Miedwiediew: nowa zimna wojna między Rosją a Zachodem
• Premier Rosji: sytuacja stała się jeszcze bardziej dramatyczna
• "Prawdziwe zagrożenia są gdzie indziej"
• Szef MSZ Niemiec: Miedwiediew tylko ostrzegał
• Politycy biorą udział w Monachijskiej Konferencji Bezpieczeństwa
13.02.2016 | aktual.: 13.02.2016 16:29
Premier Rosji Dmitrij Miedwiediew w wystąpieniu na forum 52. Monachijskiej Konferencji Bezpieczeństwa obarczył Zachód odpowiedzialnością za nową zimną wojnę pomiędzy jego krajem a Zachodem.
- Od końca pierwszej zimnej wojny upłynęło ćwierć wieku - powiedział Miedwiediew.
Premier Rosji przypomniał wystąpienie w 2007 roku w Monachium prezydenta Władimira Putina. Jak powiedział, Putin ostrzegał wówczas przed negatywnymi skutkami "ideologicznych stereotypów i podwójnej moralności Zachodu".
- Czy byliśmy wówczas zbyt pesymistyczni? - pytał Miedwiediew. - Z przykrością muszę stwierdzić, że sytuacja jest dziś jeszcze bardziej poważna; od roku 2007 sytuacja stała się jeszcze bardziej dramatyczna. Duża jednolita Europa nadal nie powstała - dodał rosyjski polityk. Jego zdaniem Europa "znajduje się w obliczu klęski migracyjnej".
- Relacje między Unią Europejską a Rosją są zepsute, na Ukrainie toczy się wojna domowa - ocenił.
- Uważam, że nie jest sytuacją normalną, że na wielu płaszczyznach dialog uległ zerwaniu - powiedział Miedwiediew.
Ta droga prowadzi donikąd
Premier ostro skrytykował NATO, Europę i Amerykę za przedstawianie Rosji jako największego zagrożenia dla pokoju.
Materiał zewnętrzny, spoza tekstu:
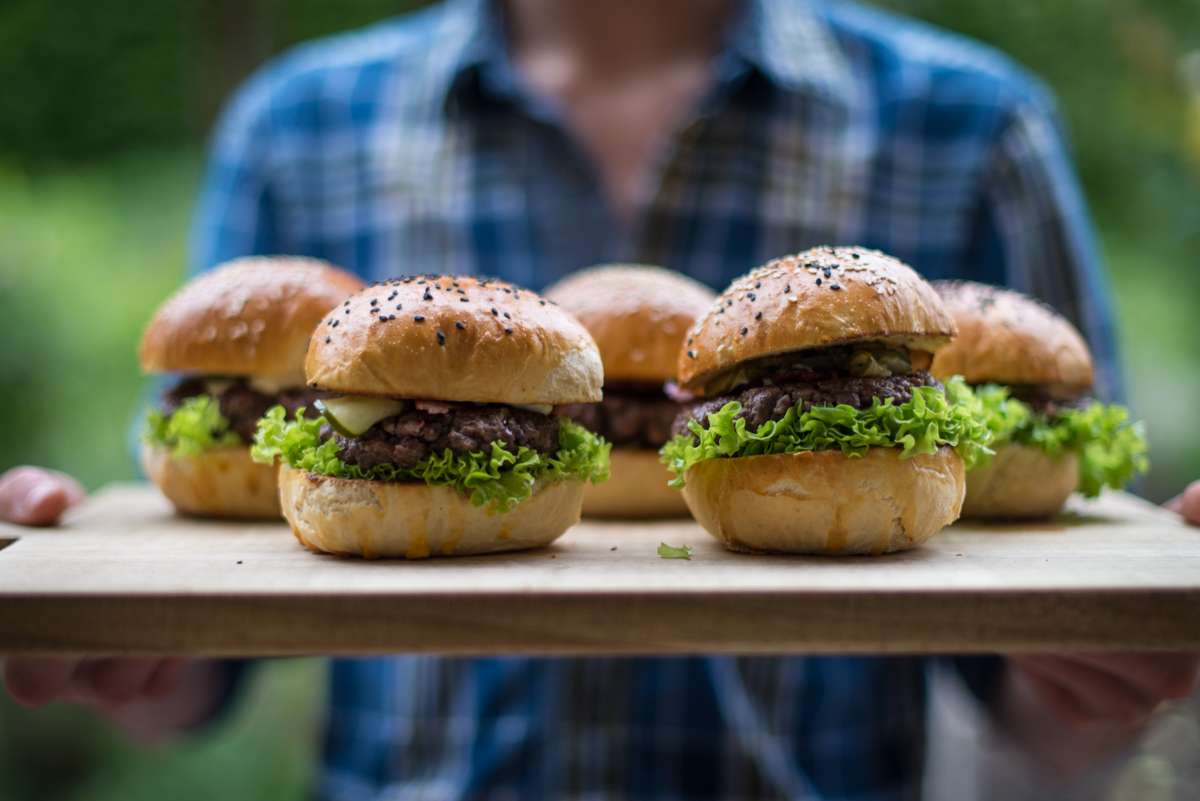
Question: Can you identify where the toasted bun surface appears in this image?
[305,276,604,404]
[962,445,1079,519]
[142,445,280,519]
[546,264,716,381]
[678,247,955,390]
[583,448,691,520]
[142,255,362,385]
[280,470,583,559]
[683,445,964,555]
[930,281,1092,397]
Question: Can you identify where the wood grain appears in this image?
[0,484,1200,656]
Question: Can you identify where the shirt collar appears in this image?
[442,0,853,116]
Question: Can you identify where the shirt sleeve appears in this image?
[190,73,281,281]
[967,92,1123,401]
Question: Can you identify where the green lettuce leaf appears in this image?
[250,406,612,514]
[660,377,992,488]
[945,384,1150,498]
[142,395,242,457]
[659,542,691,559]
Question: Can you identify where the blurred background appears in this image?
[0,0,1200,801]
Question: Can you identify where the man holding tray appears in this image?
[0,0,1200,799]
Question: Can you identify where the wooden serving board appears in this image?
[0,484,1200,656]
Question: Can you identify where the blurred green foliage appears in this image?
[0,0,1200,801]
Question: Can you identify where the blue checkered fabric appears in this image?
[193,0,1118,801]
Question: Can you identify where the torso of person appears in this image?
[196,0,1111,800]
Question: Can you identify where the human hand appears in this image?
[1163,481,1200,525]
[1006,652,1200,729]
[2,658,229,742]
[0,466,88,525]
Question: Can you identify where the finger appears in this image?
[142,658,187,698]
[1057,654,1200,700]
[1021,670,1099,728]
[1180,481,1200,525]
[4,658,79,706]
[1013,655,1162,725]
[0,466,84,525]
[77,658,161,706]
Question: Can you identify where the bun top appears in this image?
[679,247,955,391]
[930,281,1093,395]
[142,255,362,386]
[546,264,716,381]
[305,276,604,404]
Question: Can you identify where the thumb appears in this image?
[0,466,86,525]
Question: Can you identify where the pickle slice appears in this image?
[314,395,408,436]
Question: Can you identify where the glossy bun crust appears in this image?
[546,265,716,381]
[305,276,604,404]
[142,445,280,520]
[678,247,956,391]
[280,469,583,559]
[683,445,964,555]
[142,255,362,385]
[930,281,1093,397]
[583,448,691,520]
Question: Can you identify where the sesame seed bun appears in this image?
[305,276,604,404]
[142,257,362,386]
[930,281,1093,397]
[142,445,280,520]
[678,247,956,392]
[683,445,964,555]
[280,469,583,559]
[545,264,716,381]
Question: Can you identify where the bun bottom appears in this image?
[683,446,964,555]
[280,469,583,559]
[583,450,691,519]
[962,445,1079,519]
[142,445,281,519]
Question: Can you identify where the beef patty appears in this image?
[672,371,943,434]
[554,393,680,451]
[1008,384,1092,420]
[320,401,558,470]
[161,378,331,445]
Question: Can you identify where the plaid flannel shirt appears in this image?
[193,0,1117,801]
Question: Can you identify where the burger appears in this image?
[254,276,608,559]
[931,282,1147,518]
[662,247,988,554]
[546,265,715,518]
[142,257,362,518]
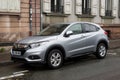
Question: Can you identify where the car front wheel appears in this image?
[96,43,107,59]
[47,49,63,69]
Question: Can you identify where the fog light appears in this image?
[28,55,40,60]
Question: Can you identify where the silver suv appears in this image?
[11,22,109,69]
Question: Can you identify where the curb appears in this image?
[0,60,14,66]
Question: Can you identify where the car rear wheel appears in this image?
[96,43,107,59]
[47,49,63,69]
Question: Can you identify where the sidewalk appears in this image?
[0,39,120,65]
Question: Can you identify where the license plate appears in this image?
[13,51,21,56]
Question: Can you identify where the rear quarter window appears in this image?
[82,23,100,33]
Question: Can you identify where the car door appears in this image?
[64,23,85,56]
[82,23,99,52]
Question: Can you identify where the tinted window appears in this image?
[67,24,82,35]
[82,24,97,32]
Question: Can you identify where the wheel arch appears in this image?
[97,40,109,49]
[45,44,66,61]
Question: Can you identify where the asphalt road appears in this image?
[0,49,120,80]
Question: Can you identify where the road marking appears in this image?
[107,53,117,56]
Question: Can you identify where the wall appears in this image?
[43,0,120,39]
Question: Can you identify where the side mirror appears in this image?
[65,31,73,37]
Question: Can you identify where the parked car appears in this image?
[11,22,109,69]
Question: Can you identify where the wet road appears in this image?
[0,49,120,80]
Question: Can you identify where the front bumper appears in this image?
[11,49,45,63]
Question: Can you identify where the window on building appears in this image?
[105,0,112,16]
[51,0,64,13]
[0,0,20,13]
[82,0,91,15]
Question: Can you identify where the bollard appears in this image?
[0,70,29,80]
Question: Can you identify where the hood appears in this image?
[16,36,57,44]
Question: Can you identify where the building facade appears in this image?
[0,0,120,42]
[0,0,40,42]
[42,0,120,39]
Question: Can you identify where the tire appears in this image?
[96,43,107,59]
[47,49,63,69]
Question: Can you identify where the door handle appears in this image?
[81,35,86,38]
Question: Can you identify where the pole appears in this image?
[40,0,43,31]
[29,0,32,36]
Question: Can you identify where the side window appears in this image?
[67,24,83,35]
[82,24,97,32]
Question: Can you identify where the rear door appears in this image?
[82,23,99,52]
[63,23,85,56]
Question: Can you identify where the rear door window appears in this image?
[82,23,98,33]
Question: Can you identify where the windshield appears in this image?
[39,24,69,36]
- Mój kolega Jens Stoltenberg właśnie to zademonstrował - podkreślił Miedwiediew, odnosząc się do wcześniejszego wystąpienia sekretarza generalnego NATO. Prawdziwe zagrożenia są gdzie indziej - zaznaczył rosyjski polityk, wskazując na Ukrainę, Bałkany, Mołdawię i terroryzm.
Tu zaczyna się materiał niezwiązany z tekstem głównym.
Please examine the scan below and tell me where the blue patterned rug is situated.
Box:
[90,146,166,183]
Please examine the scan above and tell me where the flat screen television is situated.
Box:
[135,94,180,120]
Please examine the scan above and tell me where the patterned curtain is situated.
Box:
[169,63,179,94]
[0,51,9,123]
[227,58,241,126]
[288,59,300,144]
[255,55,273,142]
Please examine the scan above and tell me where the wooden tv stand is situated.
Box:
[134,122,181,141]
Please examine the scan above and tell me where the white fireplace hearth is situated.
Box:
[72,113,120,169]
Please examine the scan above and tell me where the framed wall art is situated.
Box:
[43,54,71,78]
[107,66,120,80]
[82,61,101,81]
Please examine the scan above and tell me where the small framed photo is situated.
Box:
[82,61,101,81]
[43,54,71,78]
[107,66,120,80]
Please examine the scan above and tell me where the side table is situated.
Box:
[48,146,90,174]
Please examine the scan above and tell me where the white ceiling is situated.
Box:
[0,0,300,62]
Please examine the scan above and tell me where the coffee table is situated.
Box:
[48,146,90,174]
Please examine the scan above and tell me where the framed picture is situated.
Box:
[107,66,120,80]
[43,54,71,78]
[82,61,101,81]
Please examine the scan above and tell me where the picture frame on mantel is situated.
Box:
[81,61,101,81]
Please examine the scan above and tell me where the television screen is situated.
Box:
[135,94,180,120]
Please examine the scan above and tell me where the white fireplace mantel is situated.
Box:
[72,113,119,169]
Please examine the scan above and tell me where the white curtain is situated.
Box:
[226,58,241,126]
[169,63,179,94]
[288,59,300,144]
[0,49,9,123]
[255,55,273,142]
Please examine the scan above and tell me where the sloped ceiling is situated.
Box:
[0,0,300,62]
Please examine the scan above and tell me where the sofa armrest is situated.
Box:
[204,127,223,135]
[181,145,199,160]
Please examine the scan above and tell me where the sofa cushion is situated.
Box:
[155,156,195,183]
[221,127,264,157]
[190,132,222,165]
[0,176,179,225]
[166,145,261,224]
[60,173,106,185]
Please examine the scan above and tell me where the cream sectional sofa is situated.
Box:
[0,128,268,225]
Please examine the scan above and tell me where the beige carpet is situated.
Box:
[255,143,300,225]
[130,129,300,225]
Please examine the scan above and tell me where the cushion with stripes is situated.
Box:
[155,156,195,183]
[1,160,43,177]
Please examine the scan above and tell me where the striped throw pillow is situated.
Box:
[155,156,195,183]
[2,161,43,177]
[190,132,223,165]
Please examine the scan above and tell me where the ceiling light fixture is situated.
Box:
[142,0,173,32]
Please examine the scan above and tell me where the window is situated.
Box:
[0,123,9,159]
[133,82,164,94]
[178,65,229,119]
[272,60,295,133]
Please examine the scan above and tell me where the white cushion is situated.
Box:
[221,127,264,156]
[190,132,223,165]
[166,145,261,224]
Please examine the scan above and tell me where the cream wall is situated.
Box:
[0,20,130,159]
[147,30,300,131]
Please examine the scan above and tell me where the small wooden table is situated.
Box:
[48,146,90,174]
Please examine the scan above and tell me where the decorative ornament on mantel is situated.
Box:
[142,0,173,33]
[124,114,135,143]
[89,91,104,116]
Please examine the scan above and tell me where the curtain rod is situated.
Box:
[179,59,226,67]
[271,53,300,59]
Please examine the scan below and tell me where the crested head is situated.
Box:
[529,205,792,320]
Miedwiediew skrytykował sankcje nałożone przez Zachód na Rosję po aneksji Krymu. - Ta droga prowadzi donikąd - ostrzegł, zwracając uwagę, że sankcje szkodzą nie tylko Rosji, lecz także krajom, które je wprowadziły.
Miedwiediew obarczył władze w Kijowie odpowiedzialnością za nierealizowanie postanowień z Mińska. Jego zdaniem Ukraina nie zmieniła konstytucji, zwleka z decentralizacją kraju oraz z amnestią. - Rosja wykazuje "dużą elastyczność", lecz "nie jest w stanie wypełnić za Ukrainę jej zobowiązań - powiedział premier Rosji.
- Z pewnością nie znajdujemy się w stanie nowej zimnej wojny - powiedział Frank-Walter Steinmeier, szef niemieckiej dyplomacji. Jego zdaniem premier Rosji Dmitrij Miedwiediew chciał w swoim wystąpieniu raczej ostrzec przed powrotem sytuacji sprzed upadku żelaznej kurtyny.